If you could generalise businesses across the board, the valuation principles worked off, what is your adjusted profit times by your business valuation multiple? The answer is an indication of the risk in your business. So, you get a higher business multiple if you’re a lower-risk industry or business, or you’ve got systems in place, or the business owner works five hours a week. You’ll get a very low multiple there if you’re working 80-hour weeks, or you’re reliant on a very small amount of customers (and if one leaves, you’re up the wrong creek to be up) – things like that that are at high risk, will mean low multiple. The more we can work on our business multiple and increasing our adjusted profit, means that the higher our business valuation will be.
If you use Xero as your accounting software and you open the profit-and-loss statement, that’s a guide to working out what your profit is, but we really need to make sure that we’re looking at what a potential buyer might be looking at. So we’ve got to adjust for things like, what would that business purchaser need to pay you (or another person) to run that business? Usually, they add back interest if you’re funding your business and it pays interest, because the buyer would need to take that into their own considerations. Things like depreciation usually come out of that. Any benefits that to you, as a business owner, that the incoming buyer might not need to keep on, like your car or optional international travel. Even business coaching; a buyer of your business will probably not continue some of those things, so that can come out of your expenses, and so it’s a bit of a different adjusted profit.

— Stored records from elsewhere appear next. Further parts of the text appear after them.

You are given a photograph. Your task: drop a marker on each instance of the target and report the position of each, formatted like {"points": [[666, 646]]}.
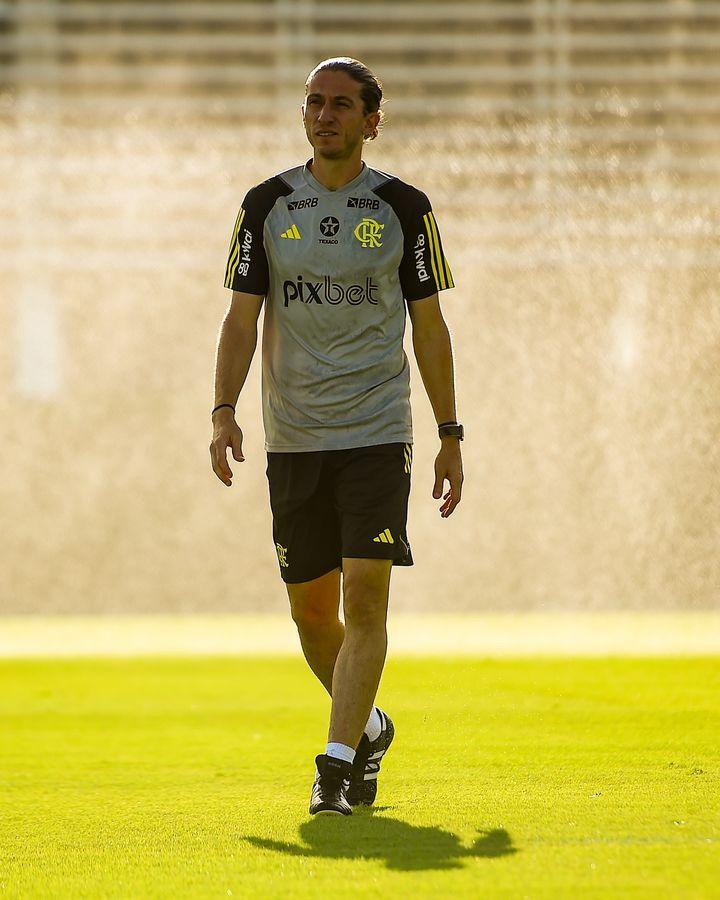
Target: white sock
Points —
{"points": [[374, 725], [340, 751]]}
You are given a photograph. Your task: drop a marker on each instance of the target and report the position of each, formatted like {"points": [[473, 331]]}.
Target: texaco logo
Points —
{"points": [[329, 226]]}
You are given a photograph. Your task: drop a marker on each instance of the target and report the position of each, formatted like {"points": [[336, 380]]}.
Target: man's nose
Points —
{"points": [[325, 114]]}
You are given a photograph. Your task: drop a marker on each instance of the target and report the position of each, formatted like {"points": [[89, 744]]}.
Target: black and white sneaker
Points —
{"points": [[330, 786], [363, 778]]}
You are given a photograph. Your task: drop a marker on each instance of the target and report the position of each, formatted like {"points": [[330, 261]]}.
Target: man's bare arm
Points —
{"points": [[235, 350], [433, 351]]}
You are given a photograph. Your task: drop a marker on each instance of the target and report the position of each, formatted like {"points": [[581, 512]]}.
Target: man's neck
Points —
{"points": [[335, 173]]}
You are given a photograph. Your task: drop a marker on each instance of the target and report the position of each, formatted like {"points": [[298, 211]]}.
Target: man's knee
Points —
{"points": [[365, 592], [314, 604]]}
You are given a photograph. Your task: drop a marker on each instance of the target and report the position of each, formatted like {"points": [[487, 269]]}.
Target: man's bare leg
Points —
{"points": [[314, 606], [359, 664]]}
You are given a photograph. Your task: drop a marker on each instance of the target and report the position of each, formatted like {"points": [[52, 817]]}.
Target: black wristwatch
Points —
{"points": [[451, 429]]}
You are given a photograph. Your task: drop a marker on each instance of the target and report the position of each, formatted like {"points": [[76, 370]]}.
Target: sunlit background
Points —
{"points": [[570, 151]]}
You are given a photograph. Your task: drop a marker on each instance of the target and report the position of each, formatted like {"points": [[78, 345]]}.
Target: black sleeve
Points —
{"points": [[423, 269], [247, 265]]}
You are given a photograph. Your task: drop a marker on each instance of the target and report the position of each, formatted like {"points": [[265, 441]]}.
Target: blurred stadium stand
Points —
{"points": [[570, 150], [525, 97]]}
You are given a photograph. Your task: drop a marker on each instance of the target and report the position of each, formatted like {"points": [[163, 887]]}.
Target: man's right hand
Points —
{"points": [[226, 433]]}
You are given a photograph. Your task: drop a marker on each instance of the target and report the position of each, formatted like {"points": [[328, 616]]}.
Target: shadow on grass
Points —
{"points": [[401, 846]]}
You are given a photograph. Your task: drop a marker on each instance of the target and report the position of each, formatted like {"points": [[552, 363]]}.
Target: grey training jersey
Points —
{"points": [[336, 268]]}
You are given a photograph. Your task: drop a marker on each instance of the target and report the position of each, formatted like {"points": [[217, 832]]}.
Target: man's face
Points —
{"points": [[333, 104]]}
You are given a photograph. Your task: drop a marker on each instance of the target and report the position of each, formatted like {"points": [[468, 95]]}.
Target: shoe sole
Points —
{"points": [[376, 759]]}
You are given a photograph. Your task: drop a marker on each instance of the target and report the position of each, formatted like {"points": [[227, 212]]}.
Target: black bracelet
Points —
{"points": [[220, 406]]}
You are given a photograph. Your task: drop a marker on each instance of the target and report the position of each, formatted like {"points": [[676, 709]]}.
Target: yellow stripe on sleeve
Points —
{"points": [[234, 252], [442, 262], [431, 245]]}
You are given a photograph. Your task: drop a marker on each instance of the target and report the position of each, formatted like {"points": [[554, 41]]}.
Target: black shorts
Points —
{"points": [[327, 504]]}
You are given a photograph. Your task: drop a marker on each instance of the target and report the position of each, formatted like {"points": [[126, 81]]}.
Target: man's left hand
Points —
{"points": [[448, 465]]}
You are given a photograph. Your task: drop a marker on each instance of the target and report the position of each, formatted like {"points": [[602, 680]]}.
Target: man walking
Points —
{"points": [[336, 249]]}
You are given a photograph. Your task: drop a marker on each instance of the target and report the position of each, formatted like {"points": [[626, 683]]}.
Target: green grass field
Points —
{"points": [[190, 777]]}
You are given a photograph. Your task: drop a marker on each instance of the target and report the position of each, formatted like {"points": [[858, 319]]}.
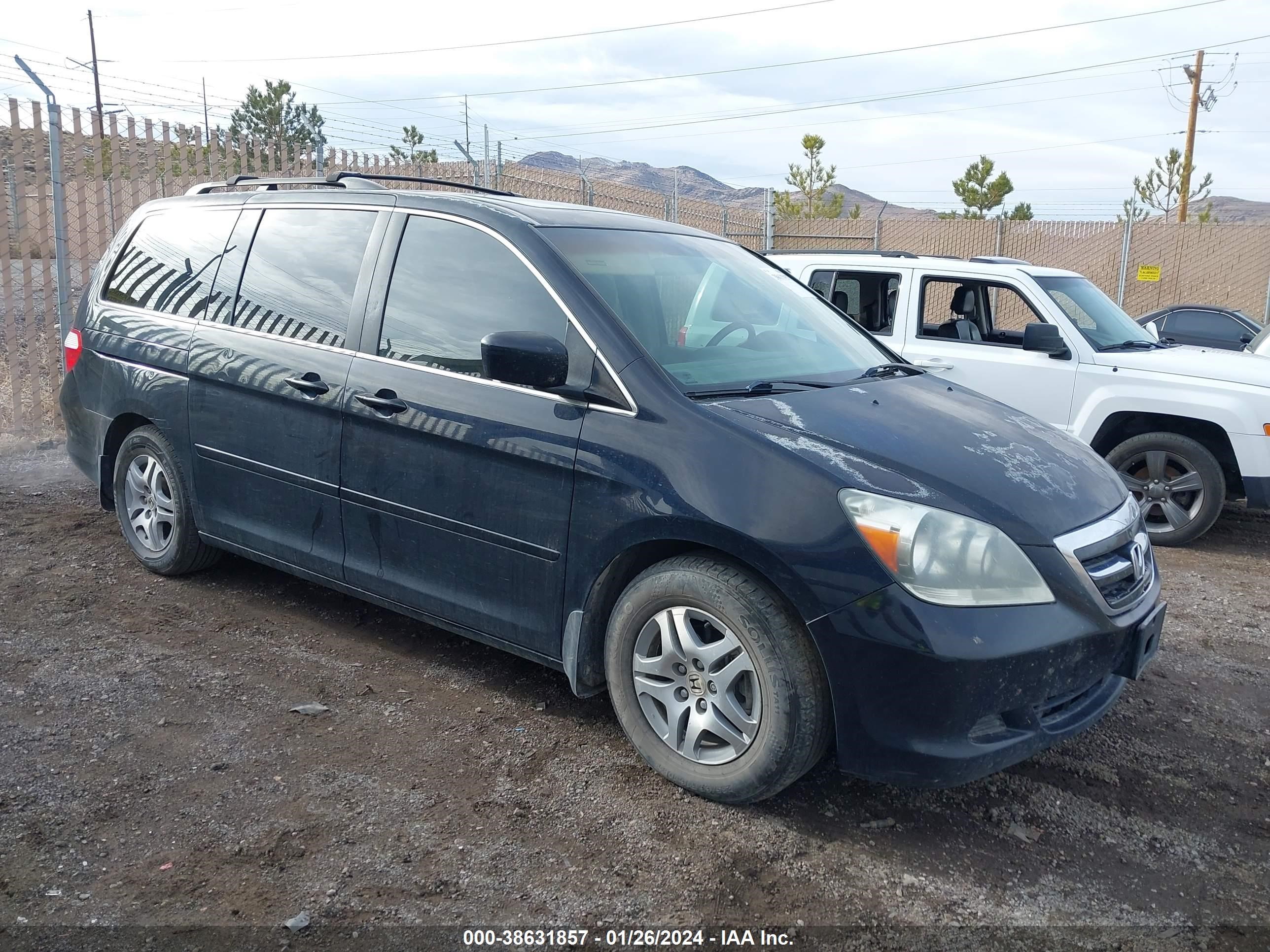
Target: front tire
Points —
{"points": [[151, 502], [715, 682], [1178, 483]]}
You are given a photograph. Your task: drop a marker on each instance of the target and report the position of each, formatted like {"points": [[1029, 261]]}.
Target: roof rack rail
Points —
{"points": [[272, 184], [997, 259], [336, 179], [841, 252], [375, 177]]}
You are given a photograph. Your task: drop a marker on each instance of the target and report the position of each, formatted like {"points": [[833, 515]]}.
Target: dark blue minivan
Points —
{"points": [[478, 410]]}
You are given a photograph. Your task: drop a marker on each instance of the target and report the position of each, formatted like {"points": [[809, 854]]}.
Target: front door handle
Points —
{"points": [[385, 402], [309, 384], [931, 364]]}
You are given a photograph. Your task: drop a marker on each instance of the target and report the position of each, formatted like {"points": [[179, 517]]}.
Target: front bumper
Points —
{"points": [[934, 697]]}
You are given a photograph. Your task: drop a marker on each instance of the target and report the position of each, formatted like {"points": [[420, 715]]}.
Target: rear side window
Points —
{"points": [[171, 261], [301, 273], [451, 286], [867, 296], [1204, 324]]}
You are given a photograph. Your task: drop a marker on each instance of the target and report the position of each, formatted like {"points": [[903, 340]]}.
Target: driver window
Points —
{"points": [[975, 312]]}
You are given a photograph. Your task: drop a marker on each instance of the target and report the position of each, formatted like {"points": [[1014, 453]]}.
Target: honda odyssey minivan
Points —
{"points": [[477, 409]]}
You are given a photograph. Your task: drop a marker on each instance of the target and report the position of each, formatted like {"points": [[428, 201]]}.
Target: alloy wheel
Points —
{"points": [[148, 499], [696, 686], [1167, 486]]}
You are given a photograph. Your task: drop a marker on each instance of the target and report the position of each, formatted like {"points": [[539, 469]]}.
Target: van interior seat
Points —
{"points": [[635, 300], [960, 329]]}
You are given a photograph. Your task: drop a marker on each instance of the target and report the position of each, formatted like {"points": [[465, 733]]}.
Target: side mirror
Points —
{"points": [[1046, 338], [525, 357]]}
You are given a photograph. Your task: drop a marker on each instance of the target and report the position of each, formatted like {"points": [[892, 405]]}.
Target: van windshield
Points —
{"points": [[1099, 319], [713, 315]]}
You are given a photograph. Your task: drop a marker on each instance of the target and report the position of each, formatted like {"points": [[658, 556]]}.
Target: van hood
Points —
{"points": [[935, 443], [1209, 364]]}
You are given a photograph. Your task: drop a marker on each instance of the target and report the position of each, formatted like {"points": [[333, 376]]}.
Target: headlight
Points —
{"points": [[945, 558]]}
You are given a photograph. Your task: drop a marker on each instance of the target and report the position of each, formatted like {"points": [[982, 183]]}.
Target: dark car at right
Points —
{"points": [[1203, 325]]}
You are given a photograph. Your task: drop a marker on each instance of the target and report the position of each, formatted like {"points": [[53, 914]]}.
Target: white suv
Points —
{"points": [[1185, 427]]}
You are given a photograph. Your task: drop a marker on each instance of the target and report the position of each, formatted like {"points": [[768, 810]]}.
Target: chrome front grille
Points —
{"points": [[1113, 558]]}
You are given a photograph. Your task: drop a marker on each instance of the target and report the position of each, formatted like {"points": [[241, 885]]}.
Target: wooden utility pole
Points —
{"points": [[1196, 75], [97, 88]]}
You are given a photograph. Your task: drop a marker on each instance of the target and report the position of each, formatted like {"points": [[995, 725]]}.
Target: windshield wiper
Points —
{"points": [[887, 370], [1133, 345], [761, 387]]}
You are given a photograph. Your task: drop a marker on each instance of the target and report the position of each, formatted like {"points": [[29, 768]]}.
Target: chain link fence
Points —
{"points": [[107, 172]]}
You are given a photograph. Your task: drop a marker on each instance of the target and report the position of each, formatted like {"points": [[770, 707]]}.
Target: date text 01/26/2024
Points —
{"points": [[624, 938]]}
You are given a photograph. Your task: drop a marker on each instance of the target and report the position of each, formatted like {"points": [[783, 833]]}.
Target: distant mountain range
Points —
{"points": [[699, 186], [702, 187]]}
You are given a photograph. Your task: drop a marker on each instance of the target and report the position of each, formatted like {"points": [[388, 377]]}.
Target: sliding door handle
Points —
{"points": [[309, 384], [385, 402]]}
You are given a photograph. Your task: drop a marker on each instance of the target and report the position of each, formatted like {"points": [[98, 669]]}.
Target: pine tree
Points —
{"points": [[412, 154], [812, 183], [980, 192], [275, 116], [1163, 187]]}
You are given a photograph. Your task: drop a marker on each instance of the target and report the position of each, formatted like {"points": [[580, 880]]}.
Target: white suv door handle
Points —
{"points": [[933, 364]]}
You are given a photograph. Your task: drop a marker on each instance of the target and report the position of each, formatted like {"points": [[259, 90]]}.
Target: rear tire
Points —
{"points": [[1178, 483], [735, 659], [151, 501]]}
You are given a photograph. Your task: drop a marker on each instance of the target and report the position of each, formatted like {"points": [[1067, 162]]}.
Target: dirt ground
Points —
{"points": [[153, 780]]}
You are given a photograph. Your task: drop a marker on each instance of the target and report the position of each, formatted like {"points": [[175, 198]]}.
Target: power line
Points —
{"points": [[839, 59], [517, 42]]}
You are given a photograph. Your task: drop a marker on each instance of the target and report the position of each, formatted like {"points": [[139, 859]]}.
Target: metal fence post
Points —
{"points": [[55, 162], [769, 220], [468, 157], [1126, 244]]}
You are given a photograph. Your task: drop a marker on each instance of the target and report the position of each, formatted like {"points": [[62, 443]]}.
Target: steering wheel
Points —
{"points": [[729, 329]]}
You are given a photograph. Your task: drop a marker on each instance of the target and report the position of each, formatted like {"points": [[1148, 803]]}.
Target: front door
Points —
{"points": [[457, 489], [972, 332], [267, 375]]}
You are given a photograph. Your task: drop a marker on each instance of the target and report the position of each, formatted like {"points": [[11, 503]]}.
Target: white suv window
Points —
{"points": [[975, 311]]}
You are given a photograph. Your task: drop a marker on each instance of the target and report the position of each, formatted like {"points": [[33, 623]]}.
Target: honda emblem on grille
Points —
{"points": [[1138, 556]]}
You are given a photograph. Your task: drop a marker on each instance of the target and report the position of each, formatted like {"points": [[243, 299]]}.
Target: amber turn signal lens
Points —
{"points": [[883, 543]]}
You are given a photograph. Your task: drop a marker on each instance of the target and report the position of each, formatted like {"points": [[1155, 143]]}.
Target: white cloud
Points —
{"points": [[876, 146]]}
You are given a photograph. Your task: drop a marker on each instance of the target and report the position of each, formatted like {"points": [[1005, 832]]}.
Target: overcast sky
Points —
{"points": [[1051, 133]]}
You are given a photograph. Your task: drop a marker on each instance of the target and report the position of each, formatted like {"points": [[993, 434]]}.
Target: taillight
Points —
{"points": [[71, 348]]}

So, there’s a bit of method in the madness to work that out, but once you know how to calculate it, do you know what your adjusted profit is? Or do you know what your business multiple might be – or at least your industry average or benchmark? The other thing to consider with that is, do you know how to increase that? So, increasing your adjusted profit or increasing your business value. If you de-risk your business (or do things to reduce the risk), then you will end up increasing your business value.
If you’ve got higher profit and less hours, this means less key-person reliance. Ideally, more happiness as a result of those two things. They will mean increasing your business value.